Run Claude Code normally and invoke a skill:

```text
/grill-with-docs review the auth middleware against our current API conventions
```

On prompt submission, Claude Code runs:

```bash
python3 examples/claudecode-skills-memanto/scripts/memanto_skill_hook.py pre
```

The hook builds a query from the skill name, current working directory, and user prompt, then runs:

```bash
memanto recall "Claude Code skill grill-with-docs cwd ... review the auth middleware ..." --limit 8
```

The recalled memories are printed as prompt context for the skill to apply.
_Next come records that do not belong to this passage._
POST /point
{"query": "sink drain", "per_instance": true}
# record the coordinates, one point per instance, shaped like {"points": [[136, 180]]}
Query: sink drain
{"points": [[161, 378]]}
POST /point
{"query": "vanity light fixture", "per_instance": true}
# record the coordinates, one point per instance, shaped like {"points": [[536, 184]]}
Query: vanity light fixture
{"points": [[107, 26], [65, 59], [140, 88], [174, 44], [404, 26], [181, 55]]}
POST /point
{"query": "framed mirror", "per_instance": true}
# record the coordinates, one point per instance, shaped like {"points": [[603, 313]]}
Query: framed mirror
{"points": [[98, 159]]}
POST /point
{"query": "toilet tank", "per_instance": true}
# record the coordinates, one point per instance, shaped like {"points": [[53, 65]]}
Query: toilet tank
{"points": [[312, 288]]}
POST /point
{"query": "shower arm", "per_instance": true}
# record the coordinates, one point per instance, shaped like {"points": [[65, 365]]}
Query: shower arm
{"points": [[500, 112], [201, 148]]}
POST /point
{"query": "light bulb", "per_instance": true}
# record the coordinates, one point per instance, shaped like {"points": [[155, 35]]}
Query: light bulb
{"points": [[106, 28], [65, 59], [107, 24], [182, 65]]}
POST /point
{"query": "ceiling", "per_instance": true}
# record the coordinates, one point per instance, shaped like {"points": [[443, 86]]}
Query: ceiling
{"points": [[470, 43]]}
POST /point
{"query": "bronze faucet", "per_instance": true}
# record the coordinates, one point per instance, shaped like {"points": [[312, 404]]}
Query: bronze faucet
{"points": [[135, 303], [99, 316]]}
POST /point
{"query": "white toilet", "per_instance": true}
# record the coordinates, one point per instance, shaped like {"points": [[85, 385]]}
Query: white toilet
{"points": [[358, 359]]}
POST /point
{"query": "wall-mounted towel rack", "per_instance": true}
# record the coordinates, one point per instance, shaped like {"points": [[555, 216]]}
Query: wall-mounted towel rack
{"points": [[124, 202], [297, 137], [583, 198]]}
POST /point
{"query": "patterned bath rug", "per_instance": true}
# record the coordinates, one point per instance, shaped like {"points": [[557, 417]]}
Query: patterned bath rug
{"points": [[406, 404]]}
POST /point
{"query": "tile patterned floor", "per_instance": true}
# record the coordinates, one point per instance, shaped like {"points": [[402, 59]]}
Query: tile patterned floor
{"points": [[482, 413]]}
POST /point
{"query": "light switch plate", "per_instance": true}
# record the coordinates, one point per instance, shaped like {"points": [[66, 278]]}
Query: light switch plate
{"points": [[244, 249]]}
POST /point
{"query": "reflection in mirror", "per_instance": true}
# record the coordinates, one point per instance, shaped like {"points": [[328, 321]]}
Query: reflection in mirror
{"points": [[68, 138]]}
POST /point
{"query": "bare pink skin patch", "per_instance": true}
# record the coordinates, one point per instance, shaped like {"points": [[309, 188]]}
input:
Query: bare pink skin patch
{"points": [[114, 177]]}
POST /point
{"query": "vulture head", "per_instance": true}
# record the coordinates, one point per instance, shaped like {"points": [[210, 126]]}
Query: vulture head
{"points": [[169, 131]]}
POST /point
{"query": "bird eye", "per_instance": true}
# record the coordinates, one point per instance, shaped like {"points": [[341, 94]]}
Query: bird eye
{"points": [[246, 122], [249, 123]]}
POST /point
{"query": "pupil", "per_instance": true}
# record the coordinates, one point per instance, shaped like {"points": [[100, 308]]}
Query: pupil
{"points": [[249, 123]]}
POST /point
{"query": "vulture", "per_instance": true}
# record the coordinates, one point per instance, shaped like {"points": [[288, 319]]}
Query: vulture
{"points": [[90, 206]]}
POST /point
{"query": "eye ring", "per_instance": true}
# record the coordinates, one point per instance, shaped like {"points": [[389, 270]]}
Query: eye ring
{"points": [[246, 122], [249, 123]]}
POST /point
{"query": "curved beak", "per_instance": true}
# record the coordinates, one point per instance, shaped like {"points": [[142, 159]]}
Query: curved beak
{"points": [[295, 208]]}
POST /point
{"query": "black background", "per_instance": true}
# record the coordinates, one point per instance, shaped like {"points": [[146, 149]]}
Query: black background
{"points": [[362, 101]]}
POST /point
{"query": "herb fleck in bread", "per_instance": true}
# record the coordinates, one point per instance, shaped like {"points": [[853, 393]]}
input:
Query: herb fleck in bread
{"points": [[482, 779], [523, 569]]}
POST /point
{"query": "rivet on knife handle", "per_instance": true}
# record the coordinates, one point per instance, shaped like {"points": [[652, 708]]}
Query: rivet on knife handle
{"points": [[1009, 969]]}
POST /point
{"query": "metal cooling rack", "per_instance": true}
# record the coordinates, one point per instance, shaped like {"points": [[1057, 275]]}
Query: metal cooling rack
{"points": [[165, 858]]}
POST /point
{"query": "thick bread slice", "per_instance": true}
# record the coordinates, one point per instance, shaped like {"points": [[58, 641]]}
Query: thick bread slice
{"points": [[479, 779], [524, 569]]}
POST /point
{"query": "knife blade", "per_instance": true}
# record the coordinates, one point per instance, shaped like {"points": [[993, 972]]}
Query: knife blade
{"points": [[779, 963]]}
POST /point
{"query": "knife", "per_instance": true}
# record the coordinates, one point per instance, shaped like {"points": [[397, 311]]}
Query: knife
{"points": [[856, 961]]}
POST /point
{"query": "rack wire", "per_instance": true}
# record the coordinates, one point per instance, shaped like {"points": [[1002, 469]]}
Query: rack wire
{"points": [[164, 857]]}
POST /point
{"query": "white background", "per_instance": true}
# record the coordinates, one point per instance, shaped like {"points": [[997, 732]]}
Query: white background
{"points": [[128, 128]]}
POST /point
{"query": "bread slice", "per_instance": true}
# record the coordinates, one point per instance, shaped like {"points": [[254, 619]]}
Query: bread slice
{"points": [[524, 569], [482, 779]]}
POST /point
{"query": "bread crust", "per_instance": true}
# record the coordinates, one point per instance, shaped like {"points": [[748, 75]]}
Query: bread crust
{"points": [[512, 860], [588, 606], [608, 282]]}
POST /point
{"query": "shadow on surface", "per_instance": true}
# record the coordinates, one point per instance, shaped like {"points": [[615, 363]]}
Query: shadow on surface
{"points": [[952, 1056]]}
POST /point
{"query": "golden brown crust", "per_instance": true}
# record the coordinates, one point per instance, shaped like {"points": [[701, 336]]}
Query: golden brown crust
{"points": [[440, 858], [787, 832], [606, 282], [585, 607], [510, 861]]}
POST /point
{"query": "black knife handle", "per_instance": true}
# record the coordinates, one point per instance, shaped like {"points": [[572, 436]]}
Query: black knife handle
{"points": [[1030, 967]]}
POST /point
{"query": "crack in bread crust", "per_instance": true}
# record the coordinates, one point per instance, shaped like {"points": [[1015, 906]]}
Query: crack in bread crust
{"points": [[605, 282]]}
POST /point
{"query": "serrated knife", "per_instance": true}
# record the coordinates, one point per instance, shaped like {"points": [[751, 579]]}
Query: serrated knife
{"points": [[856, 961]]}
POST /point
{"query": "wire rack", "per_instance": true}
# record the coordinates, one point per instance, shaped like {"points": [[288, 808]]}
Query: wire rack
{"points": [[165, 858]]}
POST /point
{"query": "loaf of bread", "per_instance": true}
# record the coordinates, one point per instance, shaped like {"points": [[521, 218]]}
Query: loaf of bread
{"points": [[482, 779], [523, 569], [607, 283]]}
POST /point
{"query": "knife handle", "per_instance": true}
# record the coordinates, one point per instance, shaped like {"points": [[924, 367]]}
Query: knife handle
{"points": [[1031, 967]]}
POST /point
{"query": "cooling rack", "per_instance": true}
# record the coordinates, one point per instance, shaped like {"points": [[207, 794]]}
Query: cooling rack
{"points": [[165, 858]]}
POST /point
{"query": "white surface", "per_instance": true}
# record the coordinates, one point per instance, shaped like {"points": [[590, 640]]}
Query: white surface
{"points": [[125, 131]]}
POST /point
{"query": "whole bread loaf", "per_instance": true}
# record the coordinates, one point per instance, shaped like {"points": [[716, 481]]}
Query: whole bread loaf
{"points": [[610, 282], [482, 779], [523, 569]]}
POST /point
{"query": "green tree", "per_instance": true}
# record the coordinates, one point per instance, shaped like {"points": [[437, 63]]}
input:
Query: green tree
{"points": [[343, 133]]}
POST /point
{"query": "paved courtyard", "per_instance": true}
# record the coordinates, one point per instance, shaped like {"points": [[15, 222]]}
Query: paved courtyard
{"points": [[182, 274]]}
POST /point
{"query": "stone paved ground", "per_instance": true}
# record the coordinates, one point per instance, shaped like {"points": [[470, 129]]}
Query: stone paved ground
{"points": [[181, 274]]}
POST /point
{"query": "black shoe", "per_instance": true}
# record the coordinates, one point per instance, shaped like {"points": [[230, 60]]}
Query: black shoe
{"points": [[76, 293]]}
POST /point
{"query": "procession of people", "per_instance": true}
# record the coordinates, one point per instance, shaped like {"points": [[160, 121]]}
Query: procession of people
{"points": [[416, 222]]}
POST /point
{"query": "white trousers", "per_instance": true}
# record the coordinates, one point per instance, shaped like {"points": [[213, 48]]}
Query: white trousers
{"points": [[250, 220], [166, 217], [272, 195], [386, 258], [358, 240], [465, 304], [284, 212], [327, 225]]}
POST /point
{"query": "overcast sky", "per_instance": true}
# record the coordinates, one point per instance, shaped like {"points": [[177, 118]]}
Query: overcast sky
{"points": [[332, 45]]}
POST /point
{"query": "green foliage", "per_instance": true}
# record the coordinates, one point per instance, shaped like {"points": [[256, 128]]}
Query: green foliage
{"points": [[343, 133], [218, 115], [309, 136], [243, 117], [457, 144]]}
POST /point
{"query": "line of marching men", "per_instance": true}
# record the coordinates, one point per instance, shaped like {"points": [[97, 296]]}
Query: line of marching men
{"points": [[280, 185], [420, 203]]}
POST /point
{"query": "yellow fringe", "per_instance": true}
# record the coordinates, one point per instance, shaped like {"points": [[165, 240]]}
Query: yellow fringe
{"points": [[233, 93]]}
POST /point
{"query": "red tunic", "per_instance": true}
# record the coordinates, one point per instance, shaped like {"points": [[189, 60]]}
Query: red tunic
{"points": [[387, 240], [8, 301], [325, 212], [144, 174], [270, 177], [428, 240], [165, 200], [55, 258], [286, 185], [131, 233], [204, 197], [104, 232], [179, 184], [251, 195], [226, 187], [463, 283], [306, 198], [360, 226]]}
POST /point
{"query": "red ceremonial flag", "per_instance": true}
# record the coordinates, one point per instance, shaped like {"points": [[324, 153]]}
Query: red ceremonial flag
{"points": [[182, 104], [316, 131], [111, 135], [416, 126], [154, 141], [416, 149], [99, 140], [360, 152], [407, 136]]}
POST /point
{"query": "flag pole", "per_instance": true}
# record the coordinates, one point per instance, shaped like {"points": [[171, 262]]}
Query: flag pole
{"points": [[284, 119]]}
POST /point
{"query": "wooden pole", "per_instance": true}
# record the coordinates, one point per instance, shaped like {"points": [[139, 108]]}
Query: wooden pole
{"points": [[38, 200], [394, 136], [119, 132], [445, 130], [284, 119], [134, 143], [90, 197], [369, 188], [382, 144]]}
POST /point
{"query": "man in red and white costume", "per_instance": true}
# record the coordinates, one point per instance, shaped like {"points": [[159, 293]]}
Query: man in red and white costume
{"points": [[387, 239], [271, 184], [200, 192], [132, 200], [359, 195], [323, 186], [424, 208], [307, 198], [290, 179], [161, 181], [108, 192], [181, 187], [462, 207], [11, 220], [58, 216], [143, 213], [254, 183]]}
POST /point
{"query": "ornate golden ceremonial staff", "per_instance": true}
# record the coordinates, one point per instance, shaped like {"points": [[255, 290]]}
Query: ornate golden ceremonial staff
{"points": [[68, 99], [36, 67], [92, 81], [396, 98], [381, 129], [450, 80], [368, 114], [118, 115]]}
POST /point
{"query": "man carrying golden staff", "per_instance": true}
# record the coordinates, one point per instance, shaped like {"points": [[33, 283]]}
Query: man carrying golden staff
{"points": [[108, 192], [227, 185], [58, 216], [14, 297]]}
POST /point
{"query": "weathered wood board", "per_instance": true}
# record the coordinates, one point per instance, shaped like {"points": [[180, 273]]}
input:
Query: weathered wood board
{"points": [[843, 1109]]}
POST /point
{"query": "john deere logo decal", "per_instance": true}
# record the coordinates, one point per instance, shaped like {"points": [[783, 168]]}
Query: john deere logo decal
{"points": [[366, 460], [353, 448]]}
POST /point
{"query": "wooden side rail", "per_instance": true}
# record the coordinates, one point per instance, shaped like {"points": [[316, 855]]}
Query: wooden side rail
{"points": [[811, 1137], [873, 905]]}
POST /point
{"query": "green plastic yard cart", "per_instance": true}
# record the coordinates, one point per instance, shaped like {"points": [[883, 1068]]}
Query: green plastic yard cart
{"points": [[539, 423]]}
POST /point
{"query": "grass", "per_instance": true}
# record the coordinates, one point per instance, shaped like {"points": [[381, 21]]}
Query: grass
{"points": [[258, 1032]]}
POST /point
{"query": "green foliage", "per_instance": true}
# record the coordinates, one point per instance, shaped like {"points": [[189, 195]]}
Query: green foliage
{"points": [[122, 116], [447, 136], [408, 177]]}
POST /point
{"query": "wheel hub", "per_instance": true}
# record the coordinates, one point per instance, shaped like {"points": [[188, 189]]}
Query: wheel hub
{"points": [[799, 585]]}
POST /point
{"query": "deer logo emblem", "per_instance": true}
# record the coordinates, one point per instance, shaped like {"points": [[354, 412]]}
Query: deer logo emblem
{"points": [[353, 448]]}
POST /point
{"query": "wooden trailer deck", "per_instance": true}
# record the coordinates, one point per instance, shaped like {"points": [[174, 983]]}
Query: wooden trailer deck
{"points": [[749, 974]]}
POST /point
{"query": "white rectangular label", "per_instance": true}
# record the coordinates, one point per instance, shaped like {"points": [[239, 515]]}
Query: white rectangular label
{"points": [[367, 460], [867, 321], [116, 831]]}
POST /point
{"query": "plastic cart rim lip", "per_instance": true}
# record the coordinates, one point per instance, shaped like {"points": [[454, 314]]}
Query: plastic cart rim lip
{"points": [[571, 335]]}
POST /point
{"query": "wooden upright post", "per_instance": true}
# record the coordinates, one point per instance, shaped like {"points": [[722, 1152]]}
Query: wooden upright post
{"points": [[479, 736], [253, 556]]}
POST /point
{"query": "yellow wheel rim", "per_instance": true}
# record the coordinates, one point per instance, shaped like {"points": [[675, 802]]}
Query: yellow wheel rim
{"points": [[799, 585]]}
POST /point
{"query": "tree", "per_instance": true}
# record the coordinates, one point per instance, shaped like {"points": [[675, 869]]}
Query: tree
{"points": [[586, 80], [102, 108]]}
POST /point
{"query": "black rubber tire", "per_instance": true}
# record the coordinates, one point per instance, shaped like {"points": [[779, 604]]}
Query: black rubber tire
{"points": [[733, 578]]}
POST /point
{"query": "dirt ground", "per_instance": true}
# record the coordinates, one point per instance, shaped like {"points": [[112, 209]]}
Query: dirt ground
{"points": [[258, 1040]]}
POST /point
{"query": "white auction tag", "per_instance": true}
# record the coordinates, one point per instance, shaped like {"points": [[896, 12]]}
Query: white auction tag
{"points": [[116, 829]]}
When the skill run finishes, Claude Code runs:

```bash
python3 examples/claudecode-skills-memanto/scripts/memanto_skill_hook.py post
```

The post hook reads the transcript path supplied by Claude Code, extracts statements about decisions, preferences, architecture, bugs, lessons, and constraints, then stores a durable summary:

```bash
memanto remember "Claude Code skill interaction completed..." \
--type context \
--confidence 0.85 \
--provenance observed \
--source claude_code_skills \
--tags claude-code,skills-memanto,grill-with-docs
```

Memanto's memory parsing service can reclassify stored content into more specific types when the content clearly contains decisions, instructions, preferences, learnings, or errors.

## Optional Wrapper Mode

If you want to test the recall step without installing hooks, use the wrapper script:

```bash
examples/claudecode-skills-memanto/scripts/run_skill_with_memanto.sh \
/tdd add coverage for the billing parser
```

The wrapper recalls relevant memories, passes them to Claude Code with `--append-system-prompt`, and then asks the post hook to store any available summary. Hook mode is preferred because Claude Code supplies the transcript path only during real hook execution.

## Environment Variables

| Variable | Purpose |
| --- | --- |
| `MEMANTO_SKILL_LIMIT` | Number of recalled memories to inject. Defaults to `8`. |
| `MEMANTO_SKILL_TIMEOUT` | Timeout in seconds for each Memanto CLI call. Defaults to `30`. |
| `MEMANTO_SKILL_NAME` | Overrides automatic slash-command skill detection. Useful for wrapper scripts. |
| `MEMANTO_SKILL_HOOK_DISABLED` | Set to any non-empty value to bypass the hook. |

## Example Cross-Skill Flow

1. Run `/grill-with-docs` and settle on a design choice: "Use FastAPI dependency injection for auth checks, not decorators."
2. The `Stop` hook stores that decision in Memanto as part of the skill interaction summary.
3. Later, in a fresh terminal, run `/tdd add auth middleware tests`.
4. The `UserPromptSubmit` hook recalls the prior auth decision and injects it before `/tdd` starts, so the test plan follows the existing architecture without another manual reminder.

## File Structure

```text
examples/claudecode-skills-memanto/
├── README.md
├── .claude/
│ └── settings.example.json
└── scripts/
├── memanto_skill_hook.py
└── run_skill_with_memanto.sh
```

## Notes

- The hook intentionally stores concise summaries, not full transcripts.
- The hook uses the active Memanto agent/session. Switch projects or profiles with `memanto agent activate <agent-id>`.
- The default `UserPromptSubmit` matcher targets slash commands. If your skills use another invocation pattern, edit the matcher in `.claude/settings.json`.